Il secondo appuntamento del pomeriggio è La casa delle Bambine e dei Bambini di Bari che si trova vicino lo stadio San Nicola. Anche qui c’è una cooperativa a gestire la struttura che offre servizi in uno dei quartieri periferici e problematici del capoluogo pugliese. Offrono servizi per tutti, ma soprattutto per chi ha bisogno nel quartiere. Hanno un emporio e una boutique sociale dove chi ha bisogno può ottenere generi di prima necessità. Inutile dire che qui ci sono giorni in cui c’è la fila. Hanno anche una sedia da dentista. Dei medici volontari fanno visite gratis a chi non si può permettere nulla. Il tema della cooperazione è conosciuto da Poletti.
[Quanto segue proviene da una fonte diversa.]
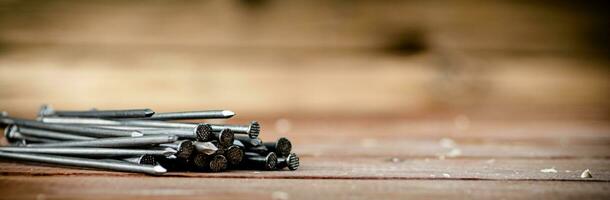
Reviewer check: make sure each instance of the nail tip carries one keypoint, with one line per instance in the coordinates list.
(228, 113)
(158, 170)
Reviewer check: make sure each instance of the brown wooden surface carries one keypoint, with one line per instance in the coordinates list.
(454, 99)
(377, 159)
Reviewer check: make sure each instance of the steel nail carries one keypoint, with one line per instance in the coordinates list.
(214, 163)
(206, 114)
(49, 134)
(282, 147)
(142, 160)
(85, 162)
(252, 129)
(12, 136)
(257, 161)
(291, 161)
(81, 130)
(202, 132)
(127, 113)
(184, 148)
(114, 142)
(234, 155)
(207, 148)
(90, 152)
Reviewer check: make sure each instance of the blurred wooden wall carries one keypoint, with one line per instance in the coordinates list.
(307, 58)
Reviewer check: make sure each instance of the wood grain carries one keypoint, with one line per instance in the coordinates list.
(79, 187)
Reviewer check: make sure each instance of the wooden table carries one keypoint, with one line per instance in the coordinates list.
(371, 159)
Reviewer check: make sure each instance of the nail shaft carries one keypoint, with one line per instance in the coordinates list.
(114, 142)
(257, 161)
(202, 132)
(234, 155)
(252, 129)
(184, 147)
(207, 114)
(282, 147)
(207, 148)
(291, 161)
(84, 162)
(89, 152)
(50, 134)
(130, 113)
(81, 130)
(142, 160)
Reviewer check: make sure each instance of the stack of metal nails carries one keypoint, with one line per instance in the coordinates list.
(140, 140)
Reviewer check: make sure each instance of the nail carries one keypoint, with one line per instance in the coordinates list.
(291, 161)
(84, 162)
(252, 129)
(81, 130)
(142, 160)
(225, 137)
(48, 134)
(114, 142)
(248, 142)
(202, 132)
(93, 152)
(207, 114)
(257, 161)
(234, 155)
(183, 133)
(13, 136)
(281, 147)
(184, 148)
(207, 148)
(214, 163)
(128, 113)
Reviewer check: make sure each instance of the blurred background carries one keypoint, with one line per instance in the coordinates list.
(288, 59)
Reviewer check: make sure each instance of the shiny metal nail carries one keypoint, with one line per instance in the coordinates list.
(113, 142)
(252, 129)
(282, 147)
(234, 155)
(202, 132)
(48, 134)
(291, 161)
(207, 114)
(207, 148)
(184, 148)
(142, 160)
(80, 130)
(214, 163)
(90, 152)
(13, 136)
(257, 161)
(85, 162)
(127, 113)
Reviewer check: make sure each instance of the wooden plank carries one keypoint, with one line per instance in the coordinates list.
(338, 84)
(391, 168)
(78, 187)
(485, 25)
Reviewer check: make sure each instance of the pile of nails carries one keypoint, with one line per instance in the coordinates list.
(142, 141)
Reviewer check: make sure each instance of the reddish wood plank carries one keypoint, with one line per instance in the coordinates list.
(79, 187)
(379, 168)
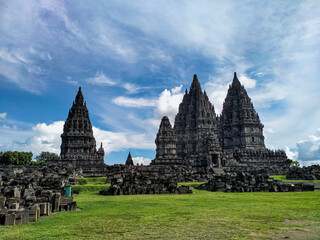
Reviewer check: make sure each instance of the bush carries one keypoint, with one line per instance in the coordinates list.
(82, 181)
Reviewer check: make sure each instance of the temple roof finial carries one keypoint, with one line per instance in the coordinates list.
(235, 80)
(129, 160)
(79, 97)
(195, 86)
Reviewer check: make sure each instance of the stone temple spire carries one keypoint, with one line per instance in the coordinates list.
(77, 137)
(79, 98)
(240, 126)
(195, 119)
(166, 145)
(195, 86)
(129, 160)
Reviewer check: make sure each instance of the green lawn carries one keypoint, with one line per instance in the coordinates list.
(202, 215)
(283, 178)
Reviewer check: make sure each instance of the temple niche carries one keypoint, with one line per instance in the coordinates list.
(78, 143)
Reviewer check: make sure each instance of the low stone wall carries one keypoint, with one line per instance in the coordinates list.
(305, 173)
(130, 180)
(26, 193)
(246, 182)
(182, 173)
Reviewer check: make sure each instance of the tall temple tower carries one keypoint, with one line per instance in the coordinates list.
(78, 142)
(166, 143)
(194, 126)
(240, 126)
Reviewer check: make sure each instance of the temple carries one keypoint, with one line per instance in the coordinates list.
(195, 126)
(166, 143)
(230, 142)
(200, 139)
(129, 161)
(78, 143)
(240, 126)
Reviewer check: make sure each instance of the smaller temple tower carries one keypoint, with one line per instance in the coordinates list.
(129, 160)
(166, 143)
(195, 120)
(240, 126)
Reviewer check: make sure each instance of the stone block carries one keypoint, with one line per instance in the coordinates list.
(28, 192)
(34, 213)
(8, 219)
(16, 192)
(66, 200)
(2, 201)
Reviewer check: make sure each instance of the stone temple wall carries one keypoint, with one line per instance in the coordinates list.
(26, 193)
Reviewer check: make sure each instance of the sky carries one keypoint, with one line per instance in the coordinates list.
(134, 60)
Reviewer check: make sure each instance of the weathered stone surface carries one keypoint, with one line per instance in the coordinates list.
(166, 143)
(195, 122)
(246, 182)
(129, 160)
(234, 141)
(78, 143)
(131, 180)
(28, 192)
(240, 126)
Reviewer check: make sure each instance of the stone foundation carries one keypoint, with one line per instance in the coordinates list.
(245, 182)
(26, 193)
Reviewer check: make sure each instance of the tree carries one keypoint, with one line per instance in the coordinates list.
(43, 156)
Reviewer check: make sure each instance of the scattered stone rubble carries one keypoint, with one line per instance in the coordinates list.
(26, 193)
(130, 180)
(306, 173)
(246, 182)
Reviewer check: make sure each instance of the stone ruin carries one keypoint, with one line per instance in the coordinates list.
(78, 144)
(26, 193)
(200, 138)
(252, 182)
(131, 180)
(231, 142)
(306, 173)
(129, 160)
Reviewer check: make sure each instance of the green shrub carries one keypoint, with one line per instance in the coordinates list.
(82, 181)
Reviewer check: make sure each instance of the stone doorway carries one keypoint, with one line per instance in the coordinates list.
(215, 160)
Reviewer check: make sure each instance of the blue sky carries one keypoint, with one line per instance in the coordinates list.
(134, 59)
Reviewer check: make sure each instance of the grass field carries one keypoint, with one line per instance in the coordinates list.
(202, 215)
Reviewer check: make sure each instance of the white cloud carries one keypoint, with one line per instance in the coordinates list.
(3, 115)
(133, 102)
(132, 88)
(247, 82)
(47, 137)
(168, 103)
(100, 79)
(116, 141)
(43, 137)
(141, 160)
(6, 127)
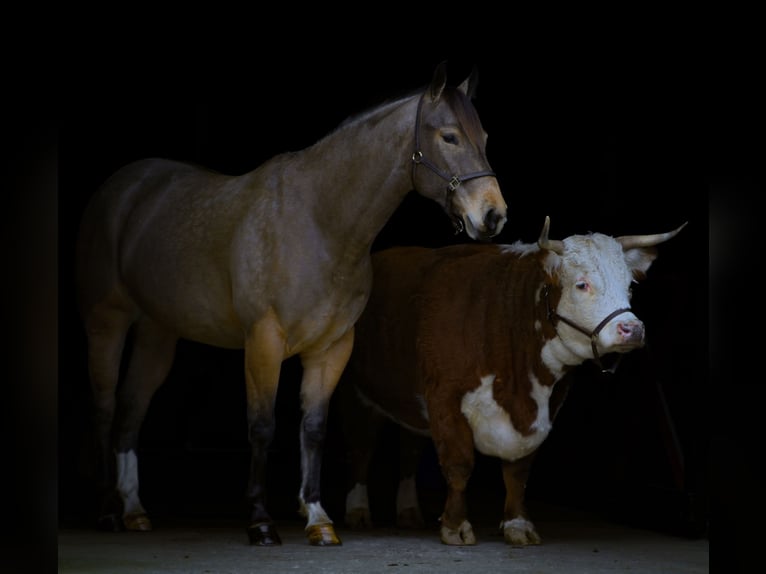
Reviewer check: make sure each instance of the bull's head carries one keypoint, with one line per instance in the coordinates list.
(594, 273)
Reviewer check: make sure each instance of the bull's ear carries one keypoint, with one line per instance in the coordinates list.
(468, 86)
(639, 260)
(438, 81)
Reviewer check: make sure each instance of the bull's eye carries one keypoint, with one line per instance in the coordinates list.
(450, 139)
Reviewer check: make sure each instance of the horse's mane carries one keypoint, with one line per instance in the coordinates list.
(457, 100)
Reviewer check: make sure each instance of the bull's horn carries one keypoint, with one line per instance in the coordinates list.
(549, 244)
(633, 241)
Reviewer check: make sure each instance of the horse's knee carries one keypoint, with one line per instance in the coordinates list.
(313, 428)
(261, 431)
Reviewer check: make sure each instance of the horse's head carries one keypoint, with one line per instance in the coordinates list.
(450, 164)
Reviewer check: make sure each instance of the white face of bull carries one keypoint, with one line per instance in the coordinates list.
(595, 277)
(594, 273)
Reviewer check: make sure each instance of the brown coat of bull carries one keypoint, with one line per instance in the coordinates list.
(466, 344)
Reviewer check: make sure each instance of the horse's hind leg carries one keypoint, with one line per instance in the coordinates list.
(150, 361)
(106, 327)
(321, 373)
(264, 353)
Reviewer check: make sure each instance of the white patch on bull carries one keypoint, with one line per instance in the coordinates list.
(519, 248)
(493, 430)
(127, 482)
(598, 262)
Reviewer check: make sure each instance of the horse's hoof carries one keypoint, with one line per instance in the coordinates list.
(110, 523)
(263, 534)
(137, 522)
(322, 535)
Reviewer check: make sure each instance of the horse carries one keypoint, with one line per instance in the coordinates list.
(276, 262)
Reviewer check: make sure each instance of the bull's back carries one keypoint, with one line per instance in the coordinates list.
(385, 364)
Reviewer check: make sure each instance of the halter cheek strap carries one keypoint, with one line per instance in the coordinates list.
(453, 181)
(593, 335)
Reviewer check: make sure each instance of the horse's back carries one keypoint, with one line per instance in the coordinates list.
(153, 225)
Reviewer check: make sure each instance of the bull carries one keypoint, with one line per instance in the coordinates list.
(465, 344)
E’ diventato cooperatore quando ancora era ventenne ed è stato presidente Legacoop nazionale per anni. “Avevo visto Renzi tre o quattro volte prima che mi chiedesse con un sms l’incontro nel quale mi ha proposto di fare il ministro”, racconta un po’ divertito. E’ la volta di Bitetto. E’ un piccolo paese sulla cintura barese di 12mila abitanti. Ha un record però: è un dei più grandi paesi ad ospitare una nascente cooperativa di comunità. Oggi la coop ha oltre cento soci, l’obiettivo è raggiungerne almeno 600. “Vite Attive” è una cooperativa di lavoro. A regime dovrebbe incrementare le possibilità di fermare l’emorragia di giovani che vanno via. Il mondo cooperativo cerca di porre un freno creando opportunità di lavoro. Anche nel Politecnico di Bari opera una cooperativa che dà lavoro, la Ariete. E non sarà certo Poletti o il nuovo ministro che uscirà dalle prossime politiche previste per marzo prossimo a porre un freno senza un cambio sociale. L’Italia deve smettere di essere un paese che sta nell’unione europea per diventare un paese europeo. Basta incrociare i dati tra i 24mila laureati che hanno lasciato l’Italia nel 2017 e i circa 160mila euro che spende la collettività per portare alla laurea un giovane che poi lavorerà fuori, per comprendere come la fuga di giovani è oggi uno dei mali più grandi: la moltiplicazione fa 4,8 miliardi di euro. E questo senza contare l’enorme peso che ha non avere a disposizioni inventori, scopritori e sviluppatori di nuove tecnologie. A conti fatti, è un cancro quasi pari alla mafia e dell’evasione fiscale soprattutto al Sud che in futuro rischia di essere abitato da vecchi che aspettano il ritorno dei loro figli una volte l’anno: o a Natale o di estate.